Broken Circle Read online




  Table of Contents

  ___________________

  Prologue

  Chapter 1

  Chapter 1.5

  Chapter 2

  Chapter 3

  Chapter 3.5

  Chapter 4

  Chapter 5

  Chapter 5.5

  Chapter 6

  Chapter 7

  Chapter 7.5

  Chapter 8

  Chapter 9

  Chapter 9.5

  Chapter 10

  Chapter 11

  Chapter 12

  Chapter 12.5

  Chapter 13

  Chapter 14

  Chapter 15

  Chapter 15.5

  Chapter 16

  Chapter 17

  Chapter 18

  Chapter 19

  Chapter 20

  Chapter 20.5

  Chapter 21

  Chapter 22

  Chapter 23

  Chapter 24

  Chapter 24.5

  Chapter 25

  Chapter 26

  Chapter 27

  Chapter 27.5

  Chapter 28

  Chapter 29

  List of Clans

  About the Authors

  Copyright & Credits

  About Akashic Books

  To Annie, Nora, Grace, and Owen. Thank you for making life fun! You kids have to go to bed now. I’ll read the book to you when you’re a bit older. Don’t forget to tell Aunt Jessica that she’s awesome next time you see her!

  —M.A. Powers

  To Matt, because this book wouldn’t exist without you. It’s been fun . . . with more to come!

  —J.L. Powers

  The space between dreams and Limbo is the width

  of a frayed hair strand.
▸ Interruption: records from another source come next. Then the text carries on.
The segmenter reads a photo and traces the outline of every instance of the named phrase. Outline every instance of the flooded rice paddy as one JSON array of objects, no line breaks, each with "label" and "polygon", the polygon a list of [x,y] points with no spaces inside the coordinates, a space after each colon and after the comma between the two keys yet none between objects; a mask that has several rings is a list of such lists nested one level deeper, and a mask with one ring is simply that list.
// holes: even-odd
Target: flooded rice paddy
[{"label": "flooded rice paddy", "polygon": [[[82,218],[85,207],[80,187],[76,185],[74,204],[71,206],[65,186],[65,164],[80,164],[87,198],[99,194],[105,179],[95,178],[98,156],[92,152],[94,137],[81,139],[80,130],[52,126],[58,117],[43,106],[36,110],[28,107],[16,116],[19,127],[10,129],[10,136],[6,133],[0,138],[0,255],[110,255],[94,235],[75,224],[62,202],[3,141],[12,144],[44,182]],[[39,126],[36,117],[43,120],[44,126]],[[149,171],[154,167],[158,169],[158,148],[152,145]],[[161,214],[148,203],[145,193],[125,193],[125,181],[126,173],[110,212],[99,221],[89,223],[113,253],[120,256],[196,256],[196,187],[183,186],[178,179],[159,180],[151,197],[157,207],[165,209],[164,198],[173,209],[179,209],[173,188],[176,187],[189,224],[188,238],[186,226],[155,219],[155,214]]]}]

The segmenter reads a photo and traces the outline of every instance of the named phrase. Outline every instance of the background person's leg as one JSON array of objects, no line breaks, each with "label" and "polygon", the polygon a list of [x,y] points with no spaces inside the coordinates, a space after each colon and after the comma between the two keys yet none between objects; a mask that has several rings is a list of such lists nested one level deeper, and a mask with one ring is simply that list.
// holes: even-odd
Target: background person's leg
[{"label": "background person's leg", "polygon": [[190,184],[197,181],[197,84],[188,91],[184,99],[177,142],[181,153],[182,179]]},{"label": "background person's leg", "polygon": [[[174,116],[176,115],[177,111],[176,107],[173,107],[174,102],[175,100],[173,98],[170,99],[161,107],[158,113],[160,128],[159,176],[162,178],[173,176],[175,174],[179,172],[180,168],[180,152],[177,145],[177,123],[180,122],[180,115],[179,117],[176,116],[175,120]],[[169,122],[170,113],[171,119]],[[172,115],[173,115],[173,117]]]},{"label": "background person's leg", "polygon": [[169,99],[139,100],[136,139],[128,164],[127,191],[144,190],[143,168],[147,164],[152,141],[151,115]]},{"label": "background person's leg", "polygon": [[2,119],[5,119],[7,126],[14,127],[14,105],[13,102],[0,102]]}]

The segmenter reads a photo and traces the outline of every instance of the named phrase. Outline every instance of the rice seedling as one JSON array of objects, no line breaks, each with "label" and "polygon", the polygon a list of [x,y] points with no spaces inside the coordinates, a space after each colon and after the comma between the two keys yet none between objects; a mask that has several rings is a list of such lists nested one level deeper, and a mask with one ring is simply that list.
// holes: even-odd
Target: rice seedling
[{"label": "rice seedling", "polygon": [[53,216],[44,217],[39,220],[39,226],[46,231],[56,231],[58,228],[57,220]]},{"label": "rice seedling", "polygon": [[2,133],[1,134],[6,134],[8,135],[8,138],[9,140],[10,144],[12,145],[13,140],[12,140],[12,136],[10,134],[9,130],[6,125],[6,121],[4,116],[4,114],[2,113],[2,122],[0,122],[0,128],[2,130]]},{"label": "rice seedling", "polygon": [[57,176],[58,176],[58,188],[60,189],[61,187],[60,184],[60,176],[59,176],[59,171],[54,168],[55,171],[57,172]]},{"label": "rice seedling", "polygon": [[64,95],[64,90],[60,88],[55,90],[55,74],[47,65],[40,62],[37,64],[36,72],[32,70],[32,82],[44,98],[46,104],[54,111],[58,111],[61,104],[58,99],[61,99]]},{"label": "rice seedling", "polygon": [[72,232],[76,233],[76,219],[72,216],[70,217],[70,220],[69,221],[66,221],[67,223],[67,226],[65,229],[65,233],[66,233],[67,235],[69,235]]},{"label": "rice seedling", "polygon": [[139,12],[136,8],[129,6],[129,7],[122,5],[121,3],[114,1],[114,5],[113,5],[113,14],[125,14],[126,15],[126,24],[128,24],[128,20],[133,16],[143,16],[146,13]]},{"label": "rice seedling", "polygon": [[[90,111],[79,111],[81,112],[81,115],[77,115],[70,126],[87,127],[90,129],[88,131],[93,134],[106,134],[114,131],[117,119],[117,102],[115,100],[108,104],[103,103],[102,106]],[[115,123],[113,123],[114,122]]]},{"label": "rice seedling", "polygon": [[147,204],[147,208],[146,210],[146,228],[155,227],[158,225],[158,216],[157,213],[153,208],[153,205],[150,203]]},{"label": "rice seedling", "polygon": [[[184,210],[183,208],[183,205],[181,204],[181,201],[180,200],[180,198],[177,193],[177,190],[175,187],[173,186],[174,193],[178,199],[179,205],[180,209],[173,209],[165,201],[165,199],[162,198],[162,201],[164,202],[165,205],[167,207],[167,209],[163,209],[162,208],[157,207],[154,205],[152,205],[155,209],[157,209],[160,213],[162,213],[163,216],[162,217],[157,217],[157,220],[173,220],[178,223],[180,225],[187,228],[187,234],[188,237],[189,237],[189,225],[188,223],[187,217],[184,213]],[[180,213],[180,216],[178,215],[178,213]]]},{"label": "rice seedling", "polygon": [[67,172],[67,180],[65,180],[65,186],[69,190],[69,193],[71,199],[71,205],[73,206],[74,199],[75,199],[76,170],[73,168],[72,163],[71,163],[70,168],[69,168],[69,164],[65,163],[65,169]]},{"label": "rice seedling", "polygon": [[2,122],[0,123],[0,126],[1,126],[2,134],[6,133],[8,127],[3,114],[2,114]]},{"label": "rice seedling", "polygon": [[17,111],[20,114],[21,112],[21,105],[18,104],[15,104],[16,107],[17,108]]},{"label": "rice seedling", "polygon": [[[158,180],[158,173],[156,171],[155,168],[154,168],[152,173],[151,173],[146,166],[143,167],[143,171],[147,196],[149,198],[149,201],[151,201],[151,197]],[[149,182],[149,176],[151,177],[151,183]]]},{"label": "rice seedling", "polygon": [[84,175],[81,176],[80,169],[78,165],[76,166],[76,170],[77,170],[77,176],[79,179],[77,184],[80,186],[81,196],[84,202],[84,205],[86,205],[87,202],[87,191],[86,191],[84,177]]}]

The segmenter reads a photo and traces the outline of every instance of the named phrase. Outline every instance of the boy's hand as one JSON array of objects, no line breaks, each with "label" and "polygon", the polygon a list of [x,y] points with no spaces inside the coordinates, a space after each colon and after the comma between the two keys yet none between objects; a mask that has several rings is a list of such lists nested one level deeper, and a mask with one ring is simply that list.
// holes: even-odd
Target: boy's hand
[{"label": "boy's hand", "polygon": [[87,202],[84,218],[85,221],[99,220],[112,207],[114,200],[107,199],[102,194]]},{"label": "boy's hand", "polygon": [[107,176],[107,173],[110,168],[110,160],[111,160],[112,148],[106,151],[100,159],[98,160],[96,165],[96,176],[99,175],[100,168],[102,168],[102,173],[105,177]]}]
Tread carefully in the land of sleep

  lest your soul lose its way and you fail to find the warmth

  of the bed in morning light.

  —Marie-Balthioul Eshu (circa 1865)

  To Live is to embrace Death as friend.

  —Adrial Grim Reaper (circa 1488)

  The Soul is eternal. Love of the Soul is a brush

  with the infinite.

  —Antonio Mors (circa 1820)

  PROLOGUE

  It happens sometimes when I go to sleep, not every time but more and more frequently. My father is there. My father and the Monster and me. I know I shouldn’t be here but here I am, and it’s all so—it’s all so real.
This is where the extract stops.